Alternative extension of telomeres : The unlimited growth potential of cancer cells requires the maintenance of their telomeres. This is often achieved by reactivating telomerase. However, an alternative extension of the telomere (ALT) mechanism is active in a significant proportion of the tumors. The molecular mechanism of the ALT pathway remains elusive. In particular, the role of the characteristic complexes of PML bodies with telomeres, the ALT-associated PML bodies (APBs), is currently being investigated. PML bodies in normal cells do not contain nucleic acids. In ALT-positive cells, however, a subset of PML bodies with telomere DNA localizes.
Individual evidence
- ↑ a b c d e f g h i j k V. Lallemand-Breitenbach, H. de The: PML Nuclear Bodies . In: Cold Spring Harbor Perspectives in Biology . tape 2 , no. 5 , May 1, 2010, ISSN 1943-0264 , p. a000661 – a000661 , doi : 10.1101 / cshperspect.a000661 , PMID 20452955 , PMC 2857171 (free full text) - ( cshlp.org [accessed March 13, 2019]).
- ↑ a b c Tobias Ulbricht: The role of PML corpuscles in the regulation of MHC class II expression. (PDF) In: Dissertation. March 31, 2010, accessed April 2, 2019 .
- ↑ a b c d e f g h Peter Hemmerich, Klaus Weisshart, Shamci Monajembashi, Christian Hoischen: Multimodal Light Microscopy Approaches to Reveal Structural and Functional Properties of Promyelocytic Leukemia Nuclear Bodies . In: Frontiers in Oncology . tape 8 , 2018, ISSN 2234-943X , doi : 10.3389 / fonc.2018.00125 ( frontiersin.org [accessed April 5, 2019]).
- ↑ sp100 protein, SP100 nuclear antigen - Creative BioMart. Retrieved April 7, 2019 .

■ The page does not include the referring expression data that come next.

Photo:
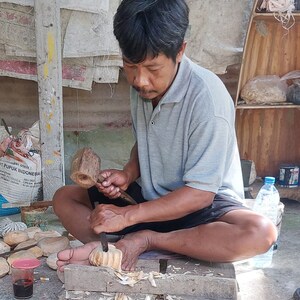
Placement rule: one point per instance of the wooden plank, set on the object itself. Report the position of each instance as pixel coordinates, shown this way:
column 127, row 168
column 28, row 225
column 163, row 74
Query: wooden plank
column 183, row 277
column 49, row 68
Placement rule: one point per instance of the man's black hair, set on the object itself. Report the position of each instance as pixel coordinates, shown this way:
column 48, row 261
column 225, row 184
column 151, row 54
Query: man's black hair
column 150, row 27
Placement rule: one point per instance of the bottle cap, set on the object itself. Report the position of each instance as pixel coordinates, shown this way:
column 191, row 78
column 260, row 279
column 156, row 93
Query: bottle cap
column 270, row 180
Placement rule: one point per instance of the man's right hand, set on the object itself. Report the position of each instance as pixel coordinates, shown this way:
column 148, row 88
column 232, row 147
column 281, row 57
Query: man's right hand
column 114, row 180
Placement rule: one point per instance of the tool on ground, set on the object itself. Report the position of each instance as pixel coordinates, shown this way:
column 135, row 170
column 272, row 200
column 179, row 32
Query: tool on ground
column 85, row 171
column 8, row 253
column 33, row 205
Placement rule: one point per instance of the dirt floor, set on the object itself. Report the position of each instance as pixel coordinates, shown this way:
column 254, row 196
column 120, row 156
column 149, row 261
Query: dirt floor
column 277, row 282
column 283, row 277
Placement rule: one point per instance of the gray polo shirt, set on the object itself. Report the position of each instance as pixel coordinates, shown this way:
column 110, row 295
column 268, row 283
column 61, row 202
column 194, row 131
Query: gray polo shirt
column 189, row 138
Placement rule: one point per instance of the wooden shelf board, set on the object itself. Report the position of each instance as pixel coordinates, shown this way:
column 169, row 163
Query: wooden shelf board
column 247, row 106
column 271, row 16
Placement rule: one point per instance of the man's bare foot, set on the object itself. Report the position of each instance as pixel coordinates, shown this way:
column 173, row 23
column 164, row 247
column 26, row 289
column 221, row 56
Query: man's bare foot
column 132, row 245
column 79, row 255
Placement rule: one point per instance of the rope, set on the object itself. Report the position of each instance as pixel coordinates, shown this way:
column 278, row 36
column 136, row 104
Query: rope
column 282, row 10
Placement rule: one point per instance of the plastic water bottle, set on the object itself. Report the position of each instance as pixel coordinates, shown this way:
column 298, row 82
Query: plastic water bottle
column 266, row 203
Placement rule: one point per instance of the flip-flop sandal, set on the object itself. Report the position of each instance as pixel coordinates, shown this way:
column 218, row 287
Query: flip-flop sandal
column 296, row 295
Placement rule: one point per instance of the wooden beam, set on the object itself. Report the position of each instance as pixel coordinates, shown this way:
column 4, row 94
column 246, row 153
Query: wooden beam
column 49, row 68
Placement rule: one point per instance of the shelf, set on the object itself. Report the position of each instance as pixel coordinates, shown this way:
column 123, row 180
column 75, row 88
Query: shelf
column 248, row 106
column 290, row 193
column 269, row 16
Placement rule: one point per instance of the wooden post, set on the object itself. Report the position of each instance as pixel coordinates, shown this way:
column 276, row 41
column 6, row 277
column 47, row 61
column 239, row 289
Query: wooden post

- ↑ M. Lang, T. Jegou, I. Chung, K. Richter, S. Munch: Three-dimensional organization of promyelocytic leukemia nuclear bodies . In: Journal of Cell Science . tape 123 , no. 3 , February 1, 2010, ISSN 0021-9533 , p. 392-400 , doi : 10.1242 / jcs.053496 ( biologists.org [accessed April 13, 2019]).
- ↑ Toshiro Tsukamoto, Noriyo Hashiguchi, Susan M. Janicki, Tudorita Tumbar, Andrew S. Belmont: Visualization of gene activity in living cells . In: Nature Cell Biology . tape 2 , no. December 12 , 2000, ISSN 1465-7392 , pp. 871-878 , doi : 10.1038 / 35046510 ( nature.com [accessed March 24, 2019]).

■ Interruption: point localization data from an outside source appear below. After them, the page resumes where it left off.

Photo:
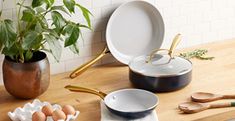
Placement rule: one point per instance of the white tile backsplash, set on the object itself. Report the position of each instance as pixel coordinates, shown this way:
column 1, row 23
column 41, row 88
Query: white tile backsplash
column 199, row 21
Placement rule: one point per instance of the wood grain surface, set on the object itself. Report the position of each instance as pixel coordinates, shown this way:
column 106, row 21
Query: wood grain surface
column 216, row 76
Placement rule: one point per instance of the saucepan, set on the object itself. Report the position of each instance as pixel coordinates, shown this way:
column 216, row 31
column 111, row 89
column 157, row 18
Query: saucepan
column 129, row 103
column 161, row 72
column 135, row 28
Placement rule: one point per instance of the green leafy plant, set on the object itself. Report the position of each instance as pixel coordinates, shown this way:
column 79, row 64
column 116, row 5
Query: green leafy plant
column 41, row 26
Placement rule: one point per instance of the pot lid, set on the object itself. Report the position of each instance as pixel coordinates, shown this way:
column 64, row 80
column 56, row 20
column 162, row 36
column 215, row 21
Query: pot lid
column 160, row 65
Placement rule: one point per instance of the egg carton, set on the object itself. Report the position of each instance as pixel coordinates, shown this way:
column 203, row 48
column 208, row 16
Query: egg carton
column 25, row 113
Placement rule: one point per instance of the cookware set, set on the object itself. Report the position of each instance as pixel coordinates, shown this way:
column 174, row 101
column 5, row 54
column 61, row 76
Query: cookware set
column 134, row 35
column 199, row 100
column 130, row 103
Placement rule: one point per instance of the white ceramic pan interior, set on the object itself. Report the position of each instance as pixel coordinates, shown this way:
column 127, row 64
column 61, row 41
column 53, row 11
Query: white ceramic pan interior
column 135, row 28
column 131, row 100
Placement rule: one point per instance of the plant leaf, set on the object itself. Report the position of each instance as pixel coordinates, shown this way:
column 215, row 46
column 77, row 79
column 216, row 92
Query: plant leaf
column 86, row 13
column 32, row 39
column 28, row 15
column 74, row 48
column 11, row 51
column 54, row 45
column 7, row 33
column 40, row 10
column 36, row 3
column 49, row 3
column 61, row 8
column 58, row 20
column 72, row 32
column 28, row 55
column 70, row 5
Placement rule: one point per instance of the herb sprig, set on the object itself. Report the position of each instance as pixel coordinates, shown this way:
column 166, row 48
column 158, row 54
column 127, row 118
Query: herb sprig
column 197, row 53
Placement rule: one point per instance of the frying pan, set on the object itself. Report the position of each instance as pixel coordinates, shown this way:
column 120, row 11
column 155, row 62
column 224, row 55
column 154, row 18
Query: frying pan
column 135, row 28
column 129, row 103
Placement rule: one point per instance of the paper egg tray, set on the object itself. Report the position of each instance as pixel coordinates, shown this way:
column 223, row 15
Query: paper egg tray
column 25, row 113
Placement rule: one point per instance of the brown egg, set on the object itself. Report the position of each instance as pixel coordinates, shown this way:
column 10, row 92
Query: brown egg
column 47, row 110
column 38, row 116
column 58, row 115
column 68, row 110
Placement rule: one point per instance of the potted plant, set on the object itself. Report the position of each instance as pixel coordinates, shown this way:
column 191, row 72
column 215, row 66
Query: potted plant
column 41, row 27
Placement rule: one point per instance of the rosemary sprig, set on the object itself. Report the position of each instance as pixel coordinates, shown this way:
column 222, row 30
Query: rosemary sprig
column 198, row 53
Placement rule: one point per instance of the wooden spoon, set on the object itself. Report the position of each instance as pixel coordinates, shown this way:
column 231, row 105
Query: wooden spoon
column 208, row 97
column 194, row 107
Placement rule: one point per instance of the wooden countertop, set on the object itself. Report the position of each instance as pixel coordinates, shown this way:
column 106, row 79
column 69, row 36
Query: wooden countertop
column 217, row 76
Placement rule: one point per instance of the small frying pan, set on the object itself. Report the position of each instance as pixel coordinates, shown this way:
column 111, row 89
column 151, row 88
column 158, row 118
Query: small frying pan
column 129, row 103
column 135, row 28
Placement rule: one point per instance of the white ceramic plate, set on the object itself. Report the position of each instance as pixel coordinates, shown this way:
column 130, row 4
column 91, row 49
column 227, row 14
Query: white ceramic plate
column 135, row 28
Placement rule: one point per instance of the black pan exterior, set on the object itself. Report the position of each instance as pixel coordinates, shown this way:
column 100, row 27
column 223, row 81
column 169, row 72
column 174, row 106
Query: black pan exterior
column 131, row 115
column 160, row 84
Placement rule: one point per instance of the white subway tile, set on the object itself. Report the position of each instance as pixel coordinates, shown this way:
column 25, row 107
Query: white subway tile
column 85, row 3
column 57, row 67
column 92, row 38
column 107, row 11
column 108, row 58
column 67, row 54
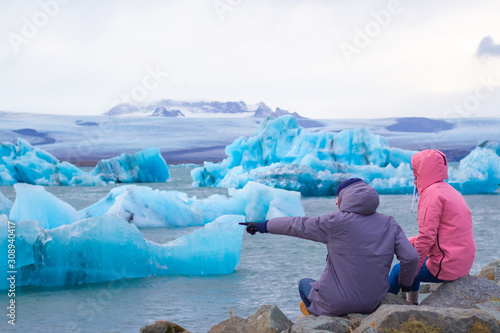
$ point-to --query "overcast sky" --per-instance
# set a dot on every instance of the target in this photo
(320, 58)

- Jump up ↑ Salman F. Banani, Allyson M. Rice, William B. Peeples, Yuan Lin, Saumya Jain: Compositional Control of Phase-Separated Cellular Bodies . In: Cell . tape 166 , no. 3 , July 2016, p. 651–663 , doi : 10.1016 / j.cell.2016.06.010 ( elsevier.com [accessed April 5, 2019]).
- ↑ Myriam Scherer, Thomas Stamminger: Emerging Role of PML nuclear bodies in Innate Immune Signaling . In: Journal of Virology . tape 90 , no. 13 , July 1, 2016, ISSN 0022-538X , p. 5850-5854 , doi : 10.1128 / JVI.01979-15 , PMID 27053550 , PMC 4907236 (free full text) - ( asm.org [accessed April 5, 2019]).
- ↑ Inn Chung, Sarah Osterwald, Katharina I. Deeg, Karsten Rippe: PML body meets telomere: The beginning of an ALTernate ending? In: Nucleus . tape 3 , no. 3 , May 2012, ISSN 1949-1034 , p. 263-275 , doi : 10.4161 / nucl.20326 , PMID 22572954 , PMC 3414403 (free full text) - ( tandfonline.com [accessed April 13, 2019]).